Mais avant cela, une autre allégation est apparue. Des allégations très importantes ont été formulées selon lesquelles l'ambassadeur Yasin Ekrem Serim aurait été nommé là-bas pour récupérer les cassettes en question à Chypre, auprès de Falyalı et des personnes concernées, et nous n'avons pu enquêter sur aucune d'entre elles. Il y a à peine deux jours, dans mon discours au parlement, j'ai dit : “Regardez, ce sont toutes des questions qui ont été portées à l'attention de l'opinion publique mondiale. Les médias chypriotes se sont soulevés. Pour l'amour de Dieu, s'il vous plaît, acceptez la création de cette commission. Si vous avez peur, si vous ne l'acceptez pas, regardez, la Turquie a une tradition d'État. Envoyez les personnes concernées du ministère de la Justice pour rencontrer cette personne. Qu'ils parlent de toutes les informations et documents disponibles. Qu'ils les récupèrent des Pays-Bas et les ramènent en Turquie. C'est une question de sécurité nationale pour la Turquie et si tout cela tombe entre les mains de l'Amérique, d'Israël ou d'autres éléments, c'est une question de sécurité très grave pour la Turquie.

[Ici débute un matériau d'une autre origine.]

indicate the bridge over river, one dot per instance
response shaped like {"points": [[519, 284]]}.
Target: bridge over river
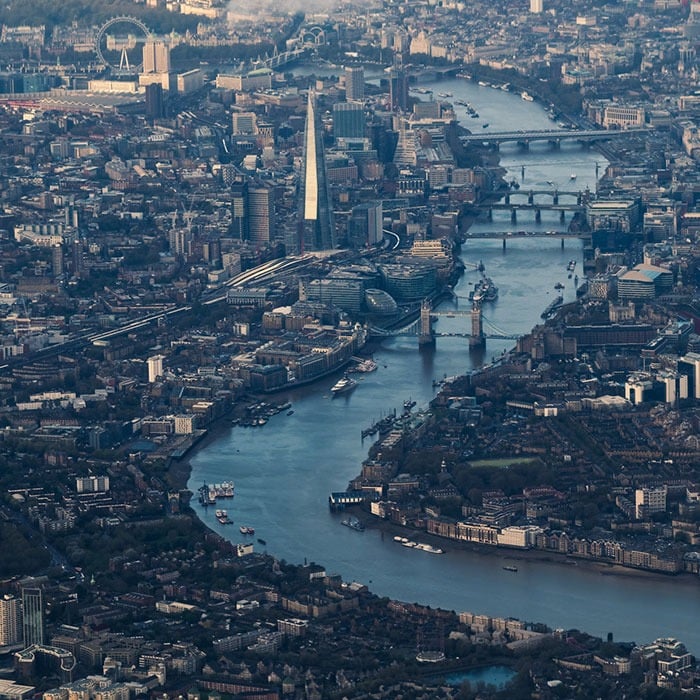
{"points": [[555, 136], [422, 327]]}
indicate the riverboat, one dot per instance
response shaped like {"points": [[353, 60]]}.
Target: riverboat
{"points": [[368, 365], [551, 308], [429, 548], [485, 290], [343, 385], [353, 523]]}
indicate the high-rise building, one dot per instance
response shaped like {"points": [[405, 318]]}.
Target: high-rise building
{"points": [[239, 209], [689, 365], [244, 123], [398, 88], [260, 214], [316, 222], [155, 105], [156, 57], [365, 225], [348, 120], [32, 616], [354, 83], [155, 368], [10, 620]]}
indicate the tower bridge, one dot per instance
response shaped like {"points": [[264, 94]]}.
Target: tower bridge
{"points": [[555, 136], [423, 327]]}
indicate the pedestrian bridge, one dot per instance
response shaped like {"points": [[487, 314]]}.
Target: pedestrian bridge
{"points": [[422, 327], [526, 136]]}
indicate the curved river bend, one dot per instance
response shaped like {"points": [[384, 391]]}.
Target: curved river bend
{"points": [[285, 470]]}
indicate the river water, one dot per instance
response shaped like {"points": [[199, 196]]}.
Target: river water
{"points": [[285, 470]]}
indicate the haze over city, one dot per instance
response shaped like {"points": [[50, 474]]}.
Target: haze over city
{"points": [[349, 350]]}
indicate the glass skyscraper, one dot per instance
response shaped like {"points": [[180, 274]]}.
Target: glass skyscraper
{"points": [[32, 616], [316, 215]]}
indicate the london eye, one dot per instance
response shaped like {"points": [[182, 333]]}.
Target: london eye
{"points": [[119, 44]]}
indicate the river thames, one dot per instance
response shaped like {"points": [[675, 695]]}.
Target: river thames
{"points": [[285, 470]]}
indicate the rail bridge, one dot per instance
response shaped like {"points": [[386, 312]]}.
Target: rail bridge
{"points": [[422, 327]]}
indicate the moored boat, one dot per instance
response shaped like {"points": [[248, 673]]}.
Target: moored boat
{"points": [[353, 523], [343, 385]]}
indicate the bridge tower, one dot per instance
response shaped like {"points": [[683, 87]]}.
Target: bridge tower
{"points": [[477, 339], [425, 337]]}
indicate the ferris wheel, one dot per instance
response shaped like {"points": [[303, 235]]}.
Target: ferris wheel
{"points": [[121, 49]]}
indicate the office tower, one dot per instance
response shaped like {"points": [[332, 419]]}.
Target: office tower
{"points": [[406, 149], [398, 88], [354, 84], [260, 214], [365, 225], [239, 209], [156, 57], [689, 365], [57, 260], [348, 120], [10, 621], [32, 616], [316, 221], [155, 106], [244, 123], [155, 368]]}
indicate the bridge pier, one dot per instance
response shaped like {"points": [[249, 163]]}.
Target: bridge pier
{"points": [[426, 338], [477, 339]]}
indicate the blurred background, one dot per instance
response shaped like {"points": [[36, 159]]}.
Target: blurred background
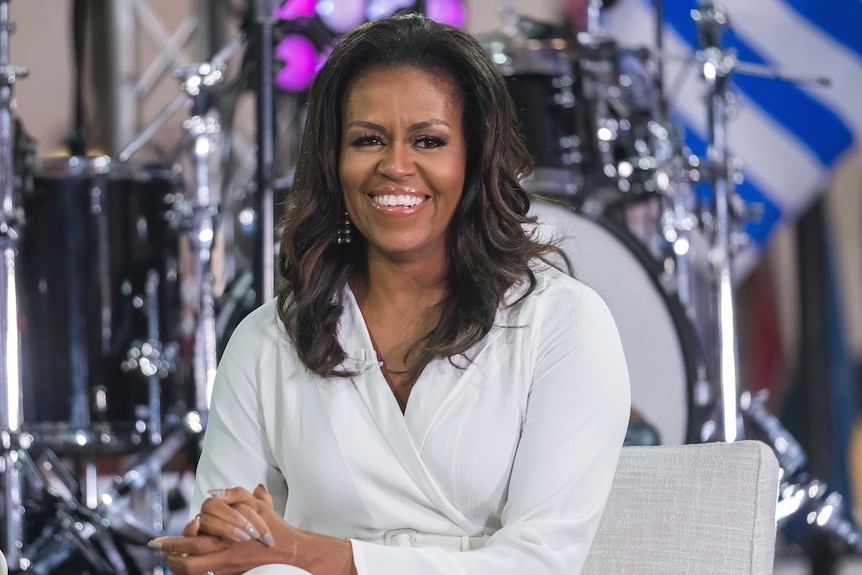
{"points": [[706, 156]]}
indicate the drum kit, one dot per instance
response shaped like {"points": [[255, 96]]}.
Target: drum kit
{"points": [[615, 185], [110, 328]]}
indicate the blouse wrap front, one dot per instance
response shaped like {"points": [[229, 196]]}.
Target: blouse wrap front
{"points": [[518, 440]]}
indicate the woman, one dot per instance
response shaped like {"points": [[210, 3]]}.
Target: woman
{"points": [[425, 382]]}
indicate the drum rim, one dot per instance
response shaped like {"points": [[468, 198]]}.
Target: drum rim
{"points": [[692, 353], [693, 358]]}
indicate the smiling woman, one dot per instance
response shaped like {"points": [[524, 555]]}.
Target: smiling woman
{"points": [[426, 380]]}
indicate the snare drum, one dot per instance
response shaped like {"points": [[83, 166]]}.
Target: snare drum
{"points": [[660, 344], [542, 85], [98, 276]]}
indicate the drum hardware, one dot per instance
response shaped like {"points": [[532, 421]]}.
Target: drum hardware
{"points": [[100, 531], [799, 494], [11, 222], [716, 70], [197, 217]]}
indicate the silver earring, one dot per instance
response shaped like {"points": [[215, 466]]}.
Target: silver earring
{"points": [[344, 235]]}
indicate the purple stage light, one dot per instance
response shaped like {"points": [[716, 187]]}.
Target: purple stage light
{"points": [[293, 9], [446, 11], [341, 15]]}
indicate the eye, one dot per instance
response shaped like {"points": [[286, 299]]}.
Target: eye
{"points": [[367, 140], [430, 141]]}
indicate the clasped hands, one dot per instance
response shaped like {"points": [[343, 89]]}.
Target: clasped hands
{"points": [[234, 532]]}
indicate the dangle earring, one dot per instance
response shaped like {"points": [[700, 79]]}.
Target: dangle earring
{"points": [[344, 235]]}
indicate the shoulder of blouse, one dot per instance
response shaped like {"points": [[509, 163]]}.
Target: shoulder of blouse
{"points": [[260, 326]]}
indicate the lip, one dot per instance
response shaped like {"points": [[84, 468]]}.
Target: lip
{"points": [[400, 195]]}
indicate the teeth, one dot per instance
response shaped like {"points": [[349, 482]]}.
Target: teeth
{"points": [[400, 200]]}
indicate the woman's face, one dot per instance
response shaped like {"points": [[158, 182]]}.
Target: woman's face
{"points": [[402, 161]]}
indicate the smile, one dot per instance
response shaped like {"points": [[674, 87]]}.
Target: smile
{"points": [[405, 200]]}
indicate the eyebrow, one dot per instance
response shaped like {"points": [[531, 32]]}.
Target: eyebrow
{"points": [[414, 127]]}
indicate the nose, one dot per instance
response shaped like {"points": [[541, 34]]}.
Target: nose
{"points": [[397, 161]]}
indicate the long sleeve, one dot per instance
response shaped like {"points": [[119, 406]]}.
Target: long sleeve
{"points": [[519, 440], [575, 422], [236, 449]]}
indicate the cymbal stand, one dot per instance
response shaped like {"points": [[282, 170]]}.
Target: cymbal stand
{"points": [[717, 66], [11, 220], [799, 494], [197, 216]]}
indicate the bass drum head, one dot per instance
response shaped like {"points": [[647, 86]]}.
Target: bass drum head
{"points": [[654, 331]]}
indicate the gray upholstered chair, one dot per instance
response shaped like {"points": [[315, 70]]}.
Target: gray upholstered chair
{"points": [[705, 509]]}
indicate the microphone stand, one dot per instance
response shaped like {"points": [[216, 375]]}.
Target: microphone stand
{"points": [[11, 222]]}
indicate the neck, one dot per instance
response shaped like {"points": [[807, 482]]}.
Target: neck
{"points": [[414, 282]]}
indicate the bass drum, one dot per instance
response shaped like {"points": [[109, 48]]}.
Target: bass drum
{"points": [[659, 342]]}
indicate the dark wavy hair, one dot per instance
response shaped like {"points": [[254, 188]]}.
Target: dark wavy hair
{"points": [[488, 248]]}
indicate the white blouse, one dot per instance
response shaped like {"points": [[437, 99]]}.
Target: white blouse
{"points": [[519, 440]]}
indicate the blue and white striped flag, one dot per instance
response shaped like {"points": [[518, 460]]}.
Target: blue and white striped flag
{"points": [[789, 136]]}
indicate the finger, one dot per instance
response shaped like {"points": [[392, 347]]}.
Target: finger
{"points": [[197, 545], [261, 493], [256, 526], [239, 522], [231, 494]]}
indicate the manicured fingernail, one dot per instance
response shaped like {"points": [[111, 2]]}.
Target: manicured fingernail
{"points": [[241, 535], [255, 534]]}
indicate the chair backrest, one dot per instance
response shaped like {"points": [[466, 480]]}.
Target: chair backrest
{"points": [[706, 509]]}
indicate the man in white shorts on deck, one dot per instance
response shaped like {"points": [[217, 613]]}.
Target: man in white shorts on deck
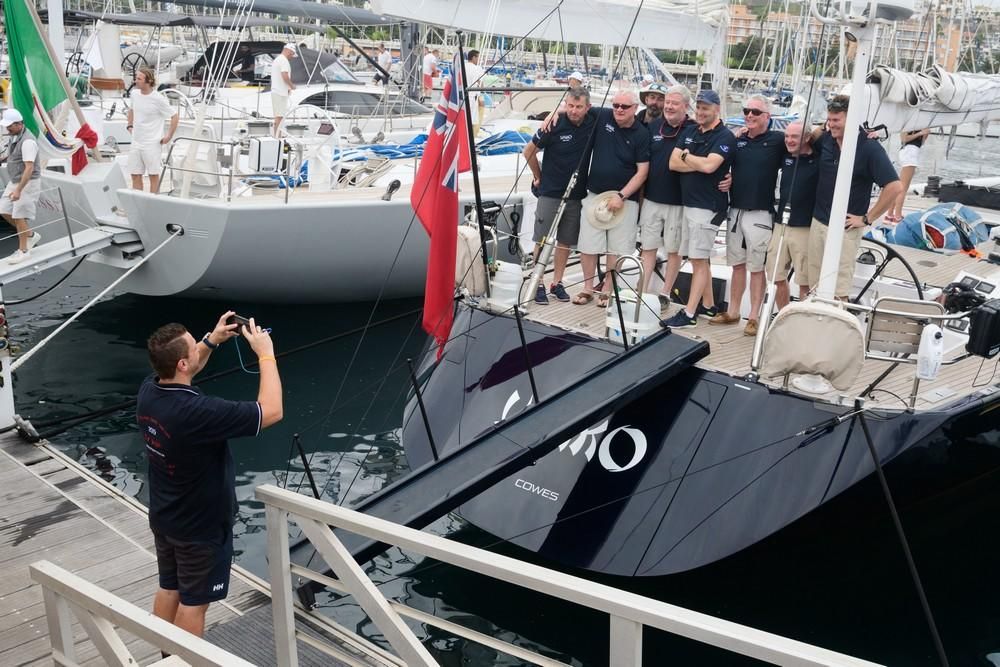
{"points": [[20, 197], [145, 121], [281, 84]]}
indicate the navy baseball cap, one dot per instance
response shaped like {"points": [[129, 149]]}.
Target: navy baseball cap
{"points": [[709, 97]]}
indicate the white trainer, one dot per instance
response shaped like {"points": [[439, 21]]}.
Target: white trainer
{"points": [[18, 256]]}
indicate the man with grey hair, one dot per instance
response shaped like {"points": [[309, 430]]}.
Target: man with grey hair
{"points": [[701, 156], [756, 162], [661, 217], [565, 146], [619, 163]]}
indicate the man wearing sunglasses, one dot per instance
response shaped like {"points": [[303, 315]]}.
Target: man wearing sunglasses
{"points": [[619, 163], [871, 167], [756, 162], [661, 217], [565, 146], [702, 157]]}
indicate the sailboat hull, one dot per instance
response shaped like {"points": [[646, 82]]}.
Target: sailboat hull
{"points": [[682, 477]]}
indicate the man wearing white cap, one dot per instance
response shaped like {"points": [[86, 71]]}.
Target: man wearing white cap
{"points": [[281, 84], [17, 205]]}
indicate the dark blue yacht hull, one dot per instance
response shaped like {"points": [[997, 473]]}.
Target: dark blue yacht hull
{"points": [[682, 477]]}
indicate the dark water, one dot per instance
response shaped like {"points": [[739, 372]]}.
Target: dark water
{"points": [[844, 587]]}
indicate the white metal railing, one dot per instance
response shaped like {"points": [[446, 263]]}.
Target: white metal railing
{"points": [[98, 611], [628, 612]]}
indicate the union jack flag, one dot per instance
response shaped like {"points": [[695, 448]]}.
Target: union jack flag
{"points": [[434, 198]]}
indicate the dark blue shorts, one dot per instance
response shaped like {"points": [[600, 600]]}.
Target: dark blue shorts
{"points": [[199, 570]]}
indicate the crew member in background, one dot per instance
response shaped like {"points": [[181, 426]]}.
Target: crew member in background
{"points": [[756, 162], [619, 163], [871, 167], [20, 196], [799, 177], [429, 72], [192, 482], [702, 157], [909, 160], [145, 121], [385, 62], [565, 146], [661, 216], [281, 84]]}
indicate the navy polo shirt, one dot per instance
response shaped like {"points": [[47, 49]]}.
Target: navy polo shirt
{"points": [[565, 145], [700, 190], [192, 479], [755, 170], [663, 186], [871, 166], [799, 197], [617, 151]]}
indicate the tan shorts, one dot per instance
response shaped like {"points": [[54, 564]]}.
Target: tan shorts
{"points": [[145, 161], [793, 254], [701, 232], [25, 206], [662, 225], [848, 255], [619, 240], [748, 235], [279, 105]]}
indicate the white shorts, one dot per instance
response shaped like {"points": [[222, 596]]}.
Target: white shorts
{"points": [[662, 225], [145, 161], [747, 236], [24, 207], [279, 105], [619, 240], [701, 232]]}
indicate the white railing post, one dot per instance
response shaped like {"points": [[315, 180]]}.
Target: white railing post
{"points": [[60, 627], [626, 643], [278, 566], [366, 593]]}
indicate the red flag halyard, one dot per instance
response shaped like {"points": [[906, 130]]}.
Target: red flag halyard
{"points": [[434, 198]]}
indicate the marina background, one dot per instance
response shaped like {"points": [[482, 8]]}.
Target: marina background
{"points": [[845, 587]]}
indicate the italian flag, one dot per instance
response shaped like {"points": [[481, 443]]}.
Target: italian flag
{"points": [[35, 85]]}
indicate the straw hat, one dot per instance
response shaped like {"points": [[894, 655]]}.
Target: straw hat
{"points": [[599, 215]]}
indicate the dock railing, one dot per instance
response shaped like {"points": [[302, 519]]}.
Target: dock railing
{"points": [[66, 595], [628, 613]]}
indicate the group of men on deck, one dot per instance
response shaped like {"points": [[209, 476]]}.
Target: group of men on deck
{"points": [[671, 181]]}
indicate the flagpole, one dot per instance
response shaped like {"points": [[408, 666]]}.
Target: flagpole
{"points": [[57, 66], [474, 164]]}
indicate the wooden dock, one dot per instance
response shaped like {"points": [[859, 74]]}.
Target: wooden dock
{"points": [[52, 509]]}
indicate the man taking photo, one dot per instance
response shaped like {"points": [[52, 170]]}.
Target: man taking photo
{"points": [[192, 484]]}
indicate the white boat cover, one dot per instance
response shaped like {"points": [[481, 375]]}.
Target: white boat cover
{"points": [[903, 100], [815, 338], [673, 24]]}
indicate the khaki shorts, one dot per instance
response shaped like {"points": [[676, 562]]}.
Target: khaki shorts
{"points": [[145, 161], [701, 232], [662, 225], [619, 240], [748, 235], [794, 254], [848, 256], [25, 206], [569, 225], [279, 105]]}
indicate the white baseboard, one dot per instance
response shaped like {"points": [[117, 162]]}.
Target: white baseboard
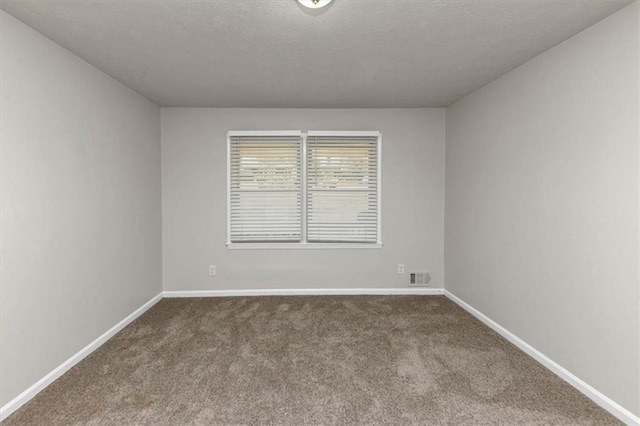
{"points": [[33, 390], [307, 292], [598, 397]]}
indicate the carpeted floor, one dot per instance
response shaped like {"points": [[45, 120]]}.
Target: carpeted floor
{"points": [[307, 361]]}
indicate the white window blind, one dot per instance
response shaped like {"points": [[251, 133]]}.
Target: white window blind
{"points": [[342, 188], [265, 188]]}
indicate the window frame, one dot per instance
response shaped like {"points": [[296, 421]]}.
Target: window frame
{"points": [[304, 244]]}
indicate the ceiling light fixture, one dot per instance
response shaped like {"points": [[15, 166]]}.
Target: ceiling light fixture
{"points": [[314, 4]]}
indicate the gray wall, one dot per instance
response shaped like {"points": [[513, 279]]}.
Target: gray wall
{"points": [[542, 204], [194, 185], [81, 224]]}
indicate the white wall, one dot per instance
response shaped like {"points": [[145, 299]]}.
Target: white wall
{"points": [[194, 182], [542, 204], [81, 224]]}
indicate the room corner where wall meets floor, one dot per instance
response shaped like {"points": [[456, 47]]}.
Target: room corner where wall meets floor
{"points": [[542, 201]]}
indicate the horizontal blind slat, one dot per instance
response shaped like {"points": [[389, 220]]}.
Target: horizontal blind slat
{"points": [[342, 185], [265, 185]]}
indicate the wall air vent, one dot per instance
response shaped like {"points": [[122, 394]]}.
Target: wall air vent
{"points": [[419, 279]]}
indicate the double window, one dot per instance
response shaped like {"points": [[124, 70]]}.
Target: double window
{"points": [[293, 189]]}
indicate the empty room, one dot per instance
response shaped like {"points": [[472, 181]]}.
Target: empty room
{"points": [[319, 212]]}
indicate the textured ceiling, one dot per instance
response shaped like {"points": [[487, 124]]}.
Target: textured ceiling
{"points": [[275, 53]]}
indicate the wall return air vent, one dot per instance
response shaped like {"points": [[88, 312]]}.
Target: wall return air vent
{"points": [[419, 279]]}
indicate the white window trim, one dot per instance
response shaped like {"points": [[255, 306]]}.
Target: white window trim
{"points": [[304, 244]]}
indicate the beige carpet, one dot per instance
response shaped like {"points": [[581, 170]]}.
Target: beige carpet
{"points": [[307, 361]]}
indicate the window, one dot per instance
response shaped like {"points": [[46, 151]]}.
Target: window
{"points": [[291, 189]]}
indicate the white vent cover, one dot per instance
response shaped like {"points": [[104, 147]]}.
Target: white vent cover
{"points": [[419, 278]]}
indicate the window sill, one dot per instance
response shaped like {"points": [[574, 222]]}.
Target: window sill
{"points": [[301, 246]]}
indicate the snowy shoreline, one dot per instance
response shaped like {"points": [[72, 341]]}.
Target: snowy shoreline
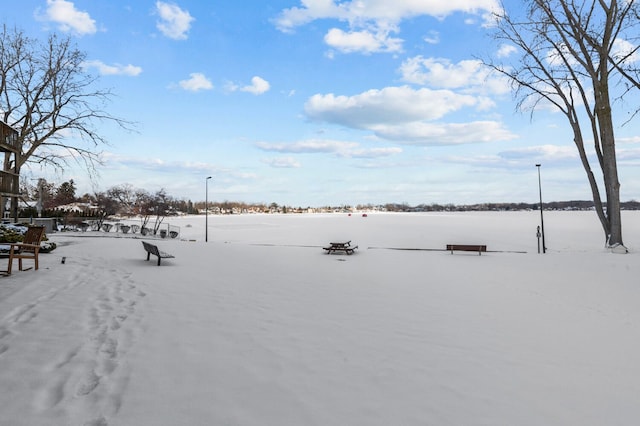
{"points": [[260, 327]]}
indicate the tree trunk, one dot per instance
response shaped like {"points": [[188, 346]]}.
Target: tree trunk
{"points": [[609, 162]]}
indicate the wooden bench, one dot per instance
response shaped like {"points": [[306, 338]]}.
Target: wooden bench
{"points": [[29, 248], [467, 247], [153, 250], [344, 246]]}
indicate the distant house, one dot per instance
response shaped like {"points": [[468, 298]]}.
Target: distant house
{"points": [[9, 176]]}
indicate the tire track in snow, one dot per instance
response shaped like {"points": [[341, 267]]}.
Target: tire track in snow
{"points": [[86, 383]]}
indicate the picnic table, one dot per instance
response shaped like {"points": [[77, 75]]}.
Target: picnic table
{"points": [[340, 246]]}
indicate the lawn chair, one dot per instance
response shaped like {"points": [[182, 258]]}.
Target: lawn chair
{"points": [[27, 249]]}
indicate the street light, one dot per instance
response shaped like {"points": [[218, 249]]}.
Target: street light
{"points": [[544, 247], [206, 210]]}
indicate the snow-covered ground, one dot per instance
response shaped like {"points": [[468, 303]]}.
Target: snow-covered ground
{"points": [[260, 327]]}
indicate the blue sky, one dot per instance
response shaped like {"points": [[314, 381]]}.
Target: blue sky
{"points": [[314, 102]]}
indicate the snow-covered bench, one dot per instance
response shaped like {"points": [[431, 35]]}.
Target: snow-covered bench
{"points": [[467, 247]]}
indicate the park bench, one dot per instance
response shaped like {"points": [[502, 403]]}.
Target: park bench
{"points": [[152, 249], [467, 247], [344, 246], [29, 248]]}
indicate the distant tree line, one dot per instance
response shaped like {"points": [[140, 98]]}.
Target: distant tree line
{"points": [[127, 201]]}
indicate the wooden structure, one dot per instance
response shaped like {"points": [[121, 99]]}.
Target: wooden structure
{"points": [[344, 246], [153, 250], [467, 247], [9, 178], [29, 248]]}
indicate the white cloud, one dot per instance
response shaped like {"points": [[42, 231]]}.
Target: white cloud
{"points": [[434, 134], [174, 22], [389, 105], [432, 38], [378, 10], [409, 116], [371, 22], [282, 162], [362, 41], [69, 19], [469, 75], [196, 82], [327, 146], [115, 69], [258, 86]]}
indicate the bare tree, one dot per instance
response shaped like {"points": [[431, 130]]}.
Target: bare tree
{"points": [[46, 94], [577, 56]]}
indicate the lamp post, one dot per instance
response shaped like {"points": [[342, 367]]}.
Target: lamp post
{"points": [[206, 209], [544, 247]]}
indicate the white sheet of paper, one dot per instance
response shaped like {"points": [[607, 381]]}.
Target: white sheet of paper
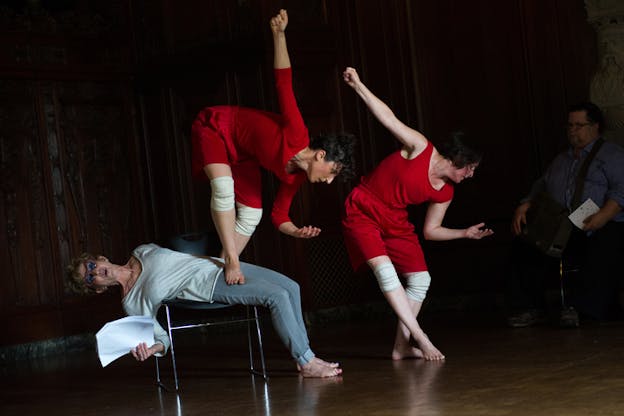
{"points": [[586, 209], [117, 338]]}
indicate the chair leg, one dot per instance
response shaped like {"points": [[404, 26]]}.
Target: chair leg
{"points": [[260, 347], [175, 370]]}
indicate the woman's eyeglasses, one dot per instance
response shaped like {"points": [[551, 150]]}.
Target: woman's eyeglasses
{"points": [[89, 276], [574, 126]]}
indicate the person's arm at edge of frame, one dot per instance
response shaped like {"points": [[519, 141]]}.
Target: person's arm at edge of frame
{"points": [[278, 24]]}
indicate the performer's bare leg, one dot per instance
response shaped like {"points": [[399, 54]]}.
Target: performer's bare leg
{"points": [[400, 304]]}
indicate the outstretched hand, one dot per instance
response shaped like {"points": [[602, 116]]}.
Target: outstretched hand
{"points": [[477, 232], [350, 76], [233, 274], [306, 232], [142, 352], [279, 22]]}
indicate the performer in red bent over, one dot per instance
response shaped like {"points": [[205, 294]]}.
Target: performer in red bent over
{"points": [[376, 226], [230, 144]]}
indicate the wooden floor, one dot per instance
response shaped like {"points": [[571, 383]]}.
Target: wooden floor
{"points": [[490, 370]]}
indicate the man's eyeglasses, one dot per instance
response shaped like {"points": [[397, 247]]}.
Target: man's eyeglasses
{"points": [[574, 126], [89, 276]]}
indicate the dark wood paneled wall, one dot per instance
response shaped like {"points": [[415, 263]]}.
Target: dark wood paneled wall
{"points": [[98, 98]]}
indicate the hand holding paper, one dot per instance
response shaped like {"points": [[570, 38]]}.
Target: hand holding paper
{"points": [[117, 338], [586, 209]]}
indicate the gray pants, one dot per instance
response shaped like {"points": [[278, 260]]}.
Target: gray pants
{"points": [[268, 288]]}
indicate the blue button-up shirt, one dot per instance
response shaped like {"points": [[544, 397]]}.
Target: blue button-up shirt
{"points": [[604, 180]]}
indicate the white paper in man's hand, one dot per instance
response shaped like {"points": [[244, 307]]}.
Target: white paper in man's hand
{"points": [[586, 209], [117, 338]]}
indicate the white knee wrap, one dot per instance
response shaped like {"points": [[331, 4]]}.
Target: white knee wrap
{"points": [[417, 285], [247, 219], [222, 193], [386, 277]]}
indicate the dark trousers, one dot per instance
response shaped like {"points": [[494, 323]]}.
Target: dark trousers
{"points": [[593, 273]]}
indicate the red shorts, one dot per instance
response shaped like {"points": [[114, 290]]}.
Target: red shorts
{"points": [[373, 229], [212, 140]]}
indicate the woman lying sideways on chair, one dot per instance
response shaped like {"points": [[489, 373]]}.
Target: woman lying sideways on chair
{"points": [[153, 274]]}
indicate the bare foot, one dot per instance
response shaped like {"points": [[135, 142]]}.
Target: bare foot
{"points": [[429, 351], [316, 368], [326, 363]]}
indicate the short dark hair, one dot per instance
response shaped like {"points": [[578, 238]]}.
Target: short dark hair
{"points": [[594, 113], [456, 150], [338, 148]]}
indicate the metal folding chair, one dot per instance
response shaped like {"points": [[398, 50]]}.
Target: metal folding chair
{"points": [[171, 305], [202, 244]]}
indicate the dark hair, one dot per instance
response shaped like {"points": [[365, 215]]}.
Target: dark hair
{"points": [[338, 148], [594, 113], [458, 152]]}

Nous avons dit : allons au fond de ces affaires, que l'État fasse ce qui est nécessaire, mais cela n'a pas été accepté. Et la nouvelle du meurtre de la personne en question est arrivée. Regardez, l'État ne se gère pas ainsi. Le pays ne se gère pas ainsi. Ce pays ne peut aller nulle part avec une mentalité qui s'est engagée dans des relations sales, qui a établi des contacts avec des structures complexes, qui a piétiné les traditions de l'État et qui a fait passer les intérêts personnels avant les intérêts de la nation. C'est vraiment dommage pour la Turquie.”